Ovarian tumours are complex neoplasms involving variety of histological tissues such as epithelial tissues, hormone secreting cells, connective tissues to germinal and embryonal cells. Ovarian tumours are encountered in about 5% of gynaecological admissions. It occurs mainly in postmenopausal and reproductive women, uncommon in children. Ovarian tumours in post-menopausal women has high risk of malignancy and very poor outcome. [1] Their complex nature, poor prognosis makes ovarian tumour difficult for gynaecologist to treat. Differentiation between many different cystic ovarian abnormalities with nonmalignant features is relevant since proper treatment depends on the histological abnormality.

There is no reliable means for early detection except for accurate histopathological diagnosis that facilitates the effective treatment of ovarian tumours. [2] Ovarian carcinoma is fifth most common cause of cancer related deaths in western world and leading cause of death from gynaecological malignancy. The 5-year survival is only 30-40% and is due to the fact that most ovarian cancers are inoperable when first discovered. Most ovarian cancers have spread beyond the ovary by the time of diagnosis, they account for a disproportionate number of deaths from cancer of the female genital tract. [3]

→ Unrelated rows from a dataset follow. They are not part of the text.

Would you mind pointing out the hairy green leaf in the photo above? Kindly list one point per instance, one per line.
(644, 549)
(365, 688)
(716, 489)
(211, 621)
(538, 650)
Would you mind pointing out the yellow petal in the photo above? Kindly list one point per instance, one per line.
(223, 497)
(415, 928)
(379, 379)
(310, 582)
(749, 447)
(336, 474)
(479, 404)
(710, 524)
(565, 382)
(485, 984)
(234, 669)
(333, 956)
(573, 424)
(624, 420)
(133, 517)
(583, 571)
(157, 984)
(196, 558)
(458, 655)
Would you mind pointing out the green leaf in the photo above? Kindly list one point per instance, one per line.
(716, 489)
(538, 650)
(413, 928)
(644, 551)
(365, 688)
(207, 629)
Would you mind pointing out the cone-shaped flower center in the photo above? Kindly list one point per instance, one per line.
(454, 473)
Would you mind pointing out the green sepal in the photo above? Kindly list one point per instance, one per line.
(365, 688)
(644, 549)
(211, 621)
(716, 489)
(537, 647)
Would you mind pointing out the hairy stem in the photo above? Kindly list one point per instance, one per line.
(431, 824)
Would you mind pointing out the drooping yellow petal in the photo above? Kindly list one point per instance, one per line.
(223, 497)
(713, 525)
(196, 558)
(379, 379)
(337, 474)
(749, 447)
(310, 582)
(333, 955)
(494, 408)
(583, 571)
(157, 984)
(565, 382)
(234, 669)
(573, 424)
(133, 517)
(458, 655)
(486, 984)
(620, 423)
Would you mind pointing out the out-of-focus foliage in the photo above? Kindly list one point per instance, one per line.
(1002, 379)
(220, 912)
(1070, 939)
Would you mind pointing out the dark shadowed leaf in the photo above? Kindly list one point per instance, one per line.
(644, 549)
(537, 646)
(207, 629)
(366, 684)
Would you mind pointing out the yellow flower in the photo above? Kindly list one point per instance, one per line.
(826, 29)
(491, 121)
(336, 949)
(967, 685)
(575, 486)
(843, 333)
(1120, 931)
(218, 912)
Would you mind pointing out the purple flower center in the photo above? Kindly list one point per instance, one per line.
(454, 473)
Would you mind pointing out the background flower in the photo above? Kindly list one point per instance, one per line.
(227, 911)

The present study is an observational study based on histomorphological evaluation of ovarian specimen received at the Department of Pathology, Mahatma Gandhi Medical College and Research institute, Pondicherry, from August 2008 to July 2016. Clinical presentation, gross and microscopic features were recorded.


Out of the 426 cases analysed, majority of tumours (386 cases) were benign (90.6%), 8 cases were borderline (1.8%) and 32 cases were malignant (7.5%).

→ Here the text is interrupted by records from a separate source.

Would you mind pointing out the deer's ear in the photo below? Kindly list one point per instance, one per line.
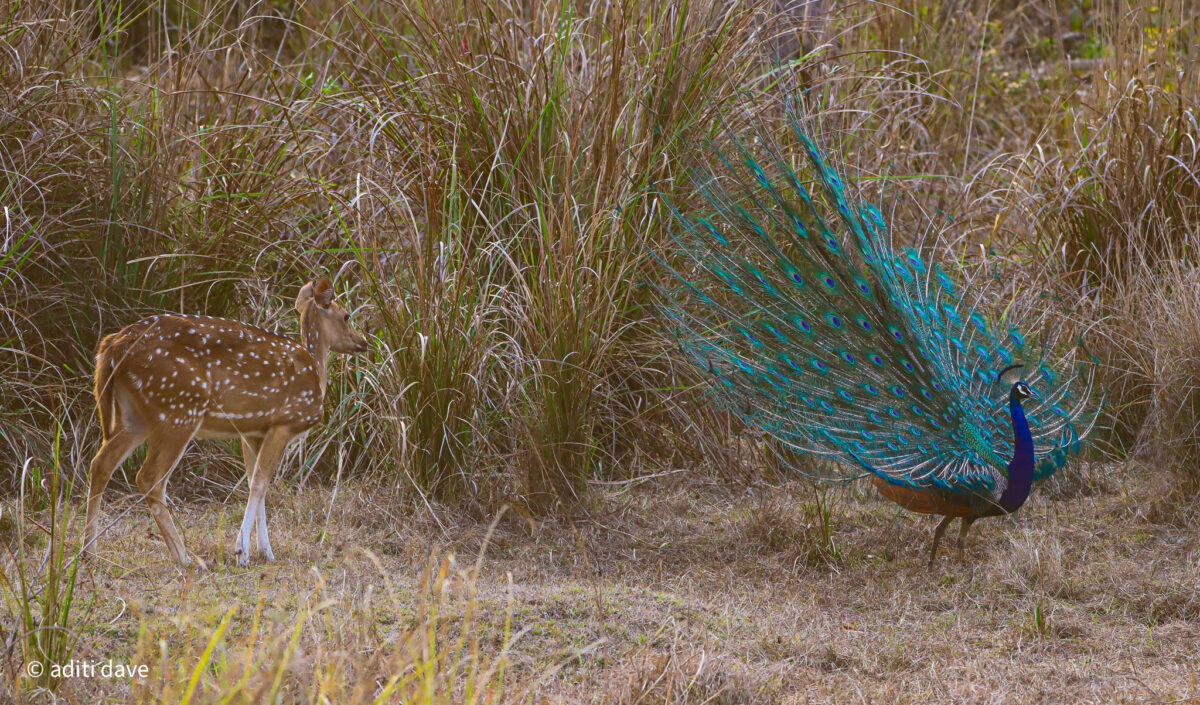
(323, 291)
(304, 296)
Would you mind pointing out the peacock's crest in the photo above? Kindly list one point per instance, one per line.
(823, 335)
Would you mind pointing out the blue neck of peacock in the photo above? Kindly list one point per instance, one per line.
(1020, 470)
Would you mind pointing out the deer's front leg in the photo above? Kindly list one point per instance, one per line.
(265, 459)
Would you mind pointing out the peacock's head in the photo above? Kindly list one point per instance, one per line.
(1021, 391)
(1012, 375)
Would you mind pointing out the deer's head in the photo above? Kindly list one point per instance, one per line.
(325, 319)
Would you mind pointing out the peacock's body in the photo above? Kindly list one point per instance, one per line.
(822, 335)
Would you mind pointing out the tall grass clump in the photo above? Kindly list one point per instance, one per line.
(513, 157)
(39, 576)
(1117, 214)
(335, 648)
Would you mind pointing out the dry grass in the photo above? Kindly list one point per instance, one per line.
(669, 592)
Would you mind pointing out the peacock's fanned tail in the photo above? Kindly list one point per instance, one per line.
(822, 335)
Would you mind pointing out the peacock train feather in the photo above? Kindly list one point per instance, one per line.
(823, 335)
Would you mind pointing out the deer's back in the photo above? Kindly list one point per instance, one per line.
(231, 378)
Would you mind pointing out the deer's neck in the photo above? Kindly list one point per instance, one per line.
(317, 345)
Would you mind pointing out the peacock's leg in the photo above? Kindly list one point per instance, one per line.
(963, 534)
(937, 538)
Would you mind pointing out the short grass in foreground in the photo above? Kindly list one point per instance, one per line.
(666, 592)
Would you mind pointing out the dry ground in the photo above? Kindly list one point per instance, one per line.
(682, 590)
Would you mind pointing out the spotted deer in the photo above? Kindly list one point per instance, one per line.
(171, 378)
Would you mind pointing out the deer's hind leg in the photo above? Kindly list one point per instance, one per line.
(163, 452)
(115, 450)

The maximum number of benign tumours were found in the third decade whereas the peak occurrence of malignant tumours was reported in the fifth decade.

The youngest patients presented in this study were two 13-year-old girls. Histopathological diagnosis was serous cystadenofibroma in one patient and mature teratoma in other.

The oldest patient in this study was an 80-year-old, who had come to the Gynaecology OPD with history of foul smelling white discharge per vaginum and occasional spotting. This was a case of endometrioid carcinoma of ovary.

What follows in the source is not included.